Today’s case is about ACAS Early Conciliation. Early Conciliation was introduced as part of the Enterprise and Regulatory Reform Act 2013 on 6th May 2014. We’re sure most of you have engaged in this process at one point or another and perhaps even settled a claim via COT3.

Prospective Claimants cannot submit an Employment Tribunal Claim without first obtaining an Early Conciliation Certificate from ACAS. The few cases on this topic indicate that the EAT initially took a harsh stance towards Claimants who did not follow the process correctly but has since softened this attitude.

Claimants must begin Early Conciliation within three months of being dismissed or the act complained of. Once Claimants have had their Early Conciliation Certificate, they usually have 30 days to submit their Tribunal Claim.
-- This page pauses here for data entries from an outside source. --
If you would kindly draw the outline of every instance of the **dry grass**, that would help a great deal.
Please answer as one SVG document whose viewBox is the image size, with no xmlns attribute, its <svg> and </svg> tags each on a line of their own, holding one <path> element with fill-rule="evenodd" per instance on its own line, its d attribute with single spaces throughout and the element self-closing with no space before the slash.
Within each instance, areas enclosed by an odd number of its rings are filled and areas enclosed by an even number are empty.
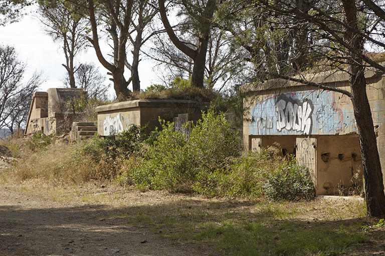
<svg viewBox="0 0 385 256">
<path fill-rule="evenodd" d="M 131 100 L 197 100 L 200 102 L 211 102 L 218 97 L 213 90 L 205 88 L 188 87 L 185 89 L 175 90 L 167 89 L 161 92 L 149 92 L 135 94 Z"/>
<path fill-rule="evenodd" d="M 142 192 L 97 180 L 77 186 L 32 179 L 8 185 L 25 194 L 90 210 L 103 206 L 106 215 L 101 217 L 109 221 L 212 255 L 365 255 L 383 245 L 382 230 L 362 230 L 378 220 L 364 217 L 364 202 L 357 198 L 272 202 Z"/>
</svg>

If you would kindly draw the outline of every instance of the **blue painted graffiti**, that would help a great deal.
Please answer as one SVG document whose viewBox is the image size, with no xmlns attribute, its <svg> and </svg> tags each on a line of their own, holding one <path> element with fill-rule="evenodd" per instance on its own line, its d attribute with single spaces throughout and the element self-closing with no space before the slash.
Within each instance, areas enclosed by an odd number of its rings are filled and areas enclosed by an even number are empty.
<svg viewBox="0 0 385 256">
<path fill-rule="evenodd" d="M 350 99 L 321 90 L 278 94 L 252 108 L 254 135 L 334 134 L 355 132 Z"/>
</svg>

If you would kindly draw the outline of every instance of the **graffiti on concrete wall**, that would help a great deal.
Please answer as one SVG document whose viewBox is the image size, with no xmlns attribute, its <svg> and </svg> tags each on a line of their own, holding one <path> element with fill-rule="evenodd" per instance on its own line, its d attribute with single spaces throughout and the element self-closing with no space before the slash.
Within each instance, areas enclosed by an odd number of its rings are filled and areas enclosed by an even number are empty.
<svg viewBox="0 0 385 256">
<path fill-rule="evenodd" d="M 123 130 L 123 124 L 120 120 L 120 113 L 115 116 L 112 117 L 108 115 L 103 122 L 103 128 L 105 136 L 108 136 L 112 134 L 117 134 Z"/>
<path fill-rule="evenodd" d="M 296 143 L 298 164 L 310 168 L 315 164 L 315 146 L 313 143 L 310 138 L 298 138 Z"/>
<path fill-rule="evenodd" d="M 98 132 L 108 136 L 127 130 L 133 124 L 140 125 L 139 115 L 133 112 L 121 112 L 98 116 Z"/>
<path fill-rule="evenodd" d="M 337 94 L 316 90 L 263 98 L 252 108 L 250 134 L 335 134 L 355 132 L 350 100 Z"/>
<path fill-rule="evenodd" d="M 313 108 L 310 100 L 299 102 L 285 94 L 280 95 L 275 104 L 277 130 L 281 131 L 286 129 L 310 134 Z"/>
</svg>

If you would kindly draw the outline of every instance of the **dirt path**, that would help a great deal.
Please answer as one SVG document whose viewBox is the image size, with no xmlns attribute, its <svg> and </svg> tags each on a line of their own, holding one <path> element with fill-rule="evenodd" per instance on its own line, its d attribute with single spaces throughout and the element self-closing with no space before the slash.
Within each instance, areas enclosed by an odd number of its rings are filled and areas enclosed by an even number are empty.
<svg viewBox="0 0 385 256">
<path fill-rule="evenodd" d="M 0 186 L 0 256 L 203 255 L 109 217 L 108 206 L 74 205 Z"/>
</svg>

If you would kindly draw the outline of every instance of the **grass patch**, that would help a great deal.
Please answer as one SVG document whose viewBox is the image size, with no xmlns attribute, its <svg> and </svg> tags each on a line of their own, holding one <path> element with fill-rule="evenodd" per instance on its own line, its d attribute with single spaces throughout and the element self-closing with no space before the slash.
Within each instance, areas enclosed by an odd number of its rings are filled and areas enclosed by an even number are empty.
<svg viewBox="0 0 385 256">
<path fill-rule="evenodd" d="M 346 202 L 350 207 L 343 206 Z M 340 255 L 368 240 L 361 228 L 364 208 L 362 200 L 181 200 L 131 208 L 114 217 L 174 242 L 214 248 L 213 253 L 222 255 Z"/>
</svg>

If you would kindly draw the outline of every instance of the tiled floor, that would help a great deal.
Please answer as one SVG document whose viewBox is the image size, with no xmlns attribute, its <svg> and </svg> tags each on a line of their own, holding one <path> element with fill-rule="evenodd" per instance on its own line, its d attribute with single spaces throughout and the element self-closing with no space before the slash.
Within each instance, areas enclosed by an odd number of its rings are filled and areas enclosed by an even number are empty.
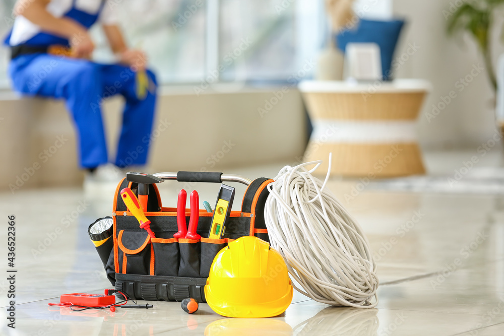
<svg viewBox="0 0 504 336">
<path fill-rule="evenodd" d="M 470 156 L 434 153 L 427 156 L 427 163 L 434 174 L 449 176 Z M 500 155 L 489 156 L 478 168 L 500 162 Z M 228 172 L 273 177 L 281 167 Z M 2 308 L 0 334 L 504 334 L 504 196 L 384 191 L 371 185 L 345 197 L 359 183 L 333 179 L 330 186 L 360 222 L 377 253 L 377 308 L 332 307 L 295 293 L 282 316 L 246 320 L 223 318 L 203 304 L 194 315 L 175 302 L 115 313 L 49 307 L 47 303 L 57 302 L 62 294 L 110 288 L 86 231 L 95 219 L 110 215 L 113 186 L 88 190 L 90 198 L 76 188 L 1 193 L 0 244 L 6 245 L 7 216 L 14 214 L 17 273 L 16 328 L 7 326 L 7 308 Z M 175 204 L 179 187 L 175 182 L 160 187 L 165 205 Z M 218 187 L 199 186 L 200 199 L 213 199 Z M 239 186 L 237 194 L 244 189 Z M 6 307 L 7 250 L 1 250 L 0 306 Z"/>
</svg>

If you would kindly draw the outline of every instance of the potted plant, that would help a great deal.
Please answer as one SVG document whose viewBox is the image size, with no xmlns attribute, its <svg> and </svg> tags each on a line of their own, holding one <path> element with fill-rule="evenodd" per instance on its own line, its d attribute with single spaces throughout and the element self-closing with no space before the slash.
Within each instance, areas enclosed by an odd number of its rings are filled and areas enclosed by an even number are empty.
<svg viewBox="0 0 504 336">
<path fill-rule="evenodd" d="M 449 13 L 448 30 L 450 35 L 467 32 L 475 40 L 483 55 L 488 79 L 494 90 L 497 90 L 497 80 L 491 57 L 490 33 L 493 16 L 504 0 L 469 0 L 454 12 Z"/>
</svg>

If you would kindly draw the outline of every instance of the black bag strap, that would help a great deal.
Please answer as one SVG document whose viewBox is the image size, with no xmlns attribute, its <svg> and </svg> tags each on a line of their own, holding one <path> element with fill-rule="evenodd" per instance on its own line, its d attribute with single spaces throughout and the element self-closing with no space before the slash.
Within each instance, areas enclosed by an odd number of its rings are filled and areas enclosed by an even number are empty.
<svg viewBox="0 0 504 336">
<path fill-rule="evenodd" d="M 259 229 L 264 231 L 266 229 L 264 221 L 264 206 L 270 194 L 266 186 L 272 182 L 273 182 L 273 180 L 266 177 L 254 180 L 245 191 L 241 204 L 242 212 L 250 213 L 253 215 L 250 221 L 250 230 L 253 231 L 252 234 L 267 241 L 268 241 L 267 234 L 264 232 L 258 233 L 255 230 Z"/>
</svg>

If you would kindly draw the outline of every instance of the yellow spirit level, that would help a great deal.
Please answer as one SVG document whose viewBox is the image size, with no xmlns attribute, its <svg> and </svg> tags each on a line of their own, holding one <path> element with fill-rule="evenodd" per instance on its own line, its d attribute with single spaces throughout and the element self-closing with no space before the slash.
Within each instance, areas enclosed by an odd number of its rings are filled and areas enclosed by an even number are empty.
<svg viewBox="0 0 504 336">
<path fill-rule="evenodd" d="M 224 235 L 226 229 L 226 221 L 231 215 L 231 208 L 234 198 L 234 188 L 222 184 L 219 190 L 217 201 L 215 204 L 214 216 L 212 218 L 212 226 L 208 238 L 220 239 Z"/>
</svg>

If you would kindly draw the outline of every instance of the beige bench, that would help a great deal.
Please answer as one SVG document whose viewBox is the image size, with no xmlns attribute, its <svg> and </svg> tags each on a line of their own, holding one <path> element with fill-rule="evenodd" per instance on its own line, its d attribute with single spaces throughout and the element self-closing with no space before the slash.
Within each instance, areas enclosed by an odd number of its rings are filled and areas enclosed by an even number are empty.
<svg viewBox="0 0 504 336">
<path fill-rule="evenodd" d="M 236 166 L 293 162 L 306 142 L 306 117 L 299 92 L 275 97 L 272 90 L 215 91 L 197 96 L 192 87 L 160 89 L 152 132 L 149 172 L 218 171 Z M 104 104 L 113 157 L 120 123 L 120 98 Z M 0 184 L 78 185 L 72 121 L 62 101 L 0 94 Z M 60 139 L 58 139 L 59 138 Z M 62 137 L 62 138 L 61 138 Z"/>
</svg>

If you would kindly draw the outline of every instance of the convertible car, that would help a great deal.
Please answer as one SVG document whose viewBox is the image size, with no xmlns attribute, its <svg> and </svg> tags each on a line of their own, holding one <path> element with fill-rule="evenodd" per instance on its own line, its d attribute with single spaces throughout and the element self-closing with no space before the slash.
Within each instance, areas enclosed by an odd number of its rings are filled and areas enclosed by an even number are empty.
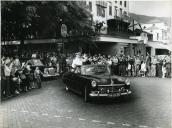
<svg viewBox="0 0 172 128">
<path fill-rule="evenodd" d="M 56 68 L 53 66 L 45 66 L 41 62 L 40 59 L 31 59 L 30 60 L 31 68 L 35 70 L 36 67 L 39 67 L 39 69 L 42 71 L 43 78 L 51 78 L 51 77 L 56 77 L 59 74 L 56 72 Z"/>
<path fill-rule="evenodd" d="M 120 97 L 131 94 L 130 81 L 111 75 L 107 65 L 82 65 L 62 77 L 66 91 L 71 90 L 84 96 L 87 102 L 91 97 Z"/>
</svg>

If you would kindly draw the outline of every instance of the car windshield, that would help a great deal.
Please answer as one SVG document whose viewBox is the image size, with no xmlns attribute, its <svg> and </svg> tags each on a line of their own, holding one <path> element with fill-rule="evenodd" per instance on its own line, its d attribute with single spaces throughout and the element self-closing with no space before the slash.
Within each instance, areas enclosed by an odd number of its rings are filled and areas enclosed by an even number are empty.
<svg viewBox="0 0 172 128">
<path fill-rule="evenodd" d="M 82 75 L 109 75 L 110 70 L 106 65 L 86 65 L 81 67 Z"/>
</svg>

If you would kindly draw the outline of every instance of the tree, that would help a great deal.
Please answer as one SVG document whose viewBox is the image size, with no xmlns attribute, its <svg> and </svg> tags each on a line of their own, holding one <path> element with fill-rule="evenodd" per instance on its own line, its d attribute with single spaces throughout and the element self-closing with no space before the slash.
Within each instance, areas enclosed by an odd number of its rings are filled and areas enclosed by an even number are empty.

Therefore, today’s question is:

Does getting a second Early Conciliation Certificate extend the amount of time to bring a Tribunal Claim?
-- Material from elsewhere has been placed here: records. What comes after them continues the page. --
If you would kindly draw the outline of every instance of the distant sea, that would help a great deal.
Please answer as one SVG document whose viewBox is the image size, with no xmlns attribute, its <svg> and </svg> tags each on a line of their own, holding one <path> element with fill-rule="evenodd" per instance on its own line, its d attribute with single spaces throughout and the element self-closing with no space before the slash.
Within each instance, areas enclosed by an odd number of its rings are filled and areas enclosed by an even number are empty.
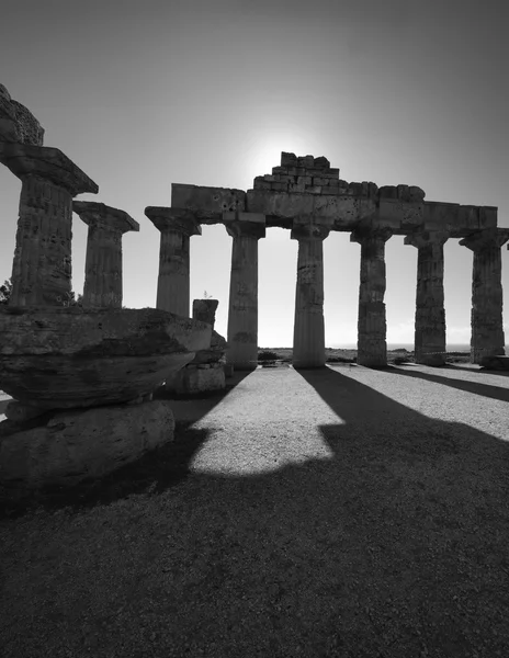
<svg viewBox="0 0 509 658">
<path fill-rule="evenodd" d="M 357 343 L 331 343 L 331 344 L 327 344 L 327 348 L 331 348 L 333 350 L 357 350 Z M 278 345 L 278 348 L 265 348 L 263 347 L 263 349 L 265 350 L 276 350 L 276 349 L 292 349 L 290 348 L 282 348 L 281 345 Z M 387 343 L 387 350 L 398 350 L 398 349 L 405 349 L 408 350 L 409 352 L 414 351 L 414 343 Z M 470 352 L 471 351 L 471 345 L 468 343 L 448 343 L 445 347 L 448 352 Z M 506 354 L 509 354 L 509 344 L 506 345 Z"/>
</svg>

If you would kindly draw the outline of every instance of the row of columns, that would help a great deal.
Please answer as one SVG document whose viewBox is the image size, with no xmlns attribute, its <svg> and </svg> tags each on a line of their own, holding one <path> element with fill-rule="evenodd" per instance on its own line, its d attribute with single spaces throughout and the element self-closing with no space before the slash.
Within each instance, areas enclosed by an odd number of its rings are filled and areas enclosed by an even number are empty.
<svg viewBox="0 0 509 658">
<path fill-rule="evenodd" d="M 148 207 L 146 215 L 161 231 L 157 307 L 189 314 L 189 238 L 199 235 L 186 211 Z M 238 370 L 253 367 L 258 359 L 258 240 L 265 236 L 264 216 L 225 213 L 233 237 L 228 308 L 227 360 Z M 298 241 L 293 363 L 295 367 L 325 364 L 324 240 L 332 220 L 296 217 L 291 238 Z M 385 311 L 386 227 L 362 225 L 351 234 L 361 245 L 358 363 L 383 367 L 387 363 Z M 445 361 L 443 246 L 449 234 L 418 231 L 405 238 L 417 248 L 416 362 L 441 365 Z M 460 241 L 474 252 L 472 284 L 472 361 L 505 353 L 502 327 L 501 246 L 509 229 L 484 229 Z"/>
<path fill-rule="evenodd" d="M 73 211 L 89 227 L 83 306 L 122 307 L 122 236 L 139 230 L 138 223 L 123 211 L 101 203 L 72 202 L 75 194 L 94 191 L 94 183 L 77 168 L 70 179 L 67 169 L 61 174 L 49 159 L 34 161 L 32 172 L 20 175 L 11 304 L 61 305 L 70 293 Z M 26 156 L 23 167 L 26 169 Z M 68 163 L 67 167 L 70 169 Z M 157 307 L 186 317 L 190 238 L 201 235 L 200 223 L 184 209 L 148 207 L 146 215 L 161 232 Z M 233 238 L 228 361 L 237 368 L 249 368 L 258 358 L 258 240 L 265 236 L 265 217 L 225 213 L 223 219 Z M 296 367 L 325 364 L 323 242 L 330 229 L 331 222 L 325 219 L 297 217 L 293 223 L 291 238 L 298 241 L 293 356 Z M 389 228 L 373 225 L 361 226 L 351 235 L 351 241 L 361 245 L 358 363 L 371 367 L 384 366 L 387 360 L 385 243 L 391 236 Z M 405 238 L 406 245 L 418 250 L 416 361 L 429 365 L 444 362 L 443 246 L 448 239 L 449 234 L 439 230 Z M 473 251 L 474 363 L 483 356 L 505 353 L 500 248 L 508 239 L 509 229 L 490 228 L 460 241 Z"/>
</svg>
Mr Garau, the Claimant, was given notice of termination by HMRC, the Respondent, on 1st October 2015. The Claimant’s employment was set to terminate on 30 December 2015. On 12th October 2015, before the termination of his employment, the Claimant contacted ACAS and initiated the Early Conciliation process.

The Early Conciliation Certificate was issued on 4th November and the Claimant’s employment terminated on the agreed date. On 28th March 2016, he contacted ACAS again, the 29thMarch was his three-month limitation period. ACAS sent the Claimant a second certificate on 25 April and he lodged a Tribunal Claim on 25 May 2016.
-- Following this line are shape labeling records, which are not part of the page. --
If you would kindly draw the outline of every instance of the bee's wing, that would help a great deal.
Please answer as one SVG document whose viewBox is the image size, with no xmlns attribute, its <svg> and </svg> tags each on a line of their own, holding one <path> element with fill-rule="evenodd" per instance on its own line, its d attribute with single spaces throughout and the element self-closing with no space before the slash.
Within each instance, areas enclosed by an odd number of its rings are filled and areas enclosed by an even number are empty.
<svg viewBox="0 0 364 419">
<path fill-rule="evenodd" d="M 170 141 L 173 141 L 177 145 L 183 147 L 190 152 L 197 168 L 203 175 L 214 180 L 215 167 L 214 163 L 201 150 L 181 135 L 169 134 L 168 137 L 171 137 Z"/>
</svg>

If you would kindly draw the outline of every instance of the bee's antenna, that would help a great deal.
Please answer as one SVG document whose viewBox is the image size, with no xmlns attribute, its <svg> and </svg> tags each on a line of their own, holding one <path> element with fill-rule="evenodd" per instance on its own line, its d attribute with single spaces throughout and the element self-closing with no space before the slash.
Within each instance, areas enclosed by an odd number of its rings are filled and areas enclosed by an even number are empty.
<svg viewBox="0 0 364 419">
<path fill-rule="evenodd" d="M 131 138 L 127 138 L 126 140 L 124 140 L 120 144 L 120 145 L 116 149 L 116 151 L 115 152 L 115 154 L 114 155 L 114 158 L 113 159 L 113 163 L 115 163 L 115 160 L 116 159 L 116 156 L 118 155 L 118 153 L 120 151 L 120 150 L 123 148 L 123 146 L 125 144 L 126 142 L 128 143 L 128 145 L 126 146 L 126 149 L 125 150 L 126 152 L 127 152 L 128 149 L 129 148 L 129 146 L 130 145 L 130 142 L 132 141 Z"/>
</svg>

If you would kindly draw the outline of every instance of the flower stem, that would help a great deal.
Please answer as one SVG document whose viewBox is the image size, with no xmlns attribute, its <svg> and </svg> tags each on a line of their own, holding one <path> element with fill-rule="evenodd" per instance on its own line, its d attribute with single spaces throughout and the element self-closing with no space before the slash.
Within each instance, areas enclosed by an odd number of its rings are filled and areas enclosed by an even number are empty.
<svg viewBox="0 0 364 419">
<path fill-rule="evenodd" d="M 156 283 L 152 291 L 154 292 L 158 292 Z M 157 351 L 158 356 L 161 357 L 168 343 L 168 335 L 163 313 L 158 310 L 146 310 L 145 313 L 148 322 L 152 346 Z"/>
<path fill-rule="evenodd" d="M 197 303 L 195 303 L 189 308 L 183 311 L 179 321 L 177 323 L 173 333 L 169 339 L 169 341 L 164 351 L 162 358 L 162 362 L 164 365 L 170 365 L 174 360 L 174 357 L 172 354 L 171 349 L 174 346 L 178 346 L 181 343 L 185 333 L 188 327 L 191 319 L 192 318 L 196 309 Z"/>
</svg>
The Respondent argued that the Claimant was out of time because his Tribunal Claim was lodged nearly six months after the first Early Conciliation Certificate was issued. They argued the second certificate did not affect the running order of the litigation and thus did not ‘stop the clock’ and allow the Claimant further time to bring a claim.

The ET held that the spirit of EC was to try and settle issues without timing out the Claimant. It allowed the Claim to proceed. The Respondent appealed and the EAT allowed the appeal. It held that only one certificate was needed for any single matter. It added the second certificate was voluntary and unnecessary and thus should not extend the time to bring a claim.

The takeaway point:

No, a second certificate for the SAME matter does not extend the limitation period to bring a claim. This echoes our previous case on this issue, Compass Group v Morgan. In that case, the Claimant resigned after the certificate was issued and the Respondent argued that she needed a second certificate to cover the resignation.

Both these cases prove that Claimants clearly need only one certificate to bring a claim about an employment matter. Subsequent certificates are voluntary and not necessary but the EAT judge in HMRC v Garau did add that parties should always try to resolve issues via ACAS, even after the claim has been issued.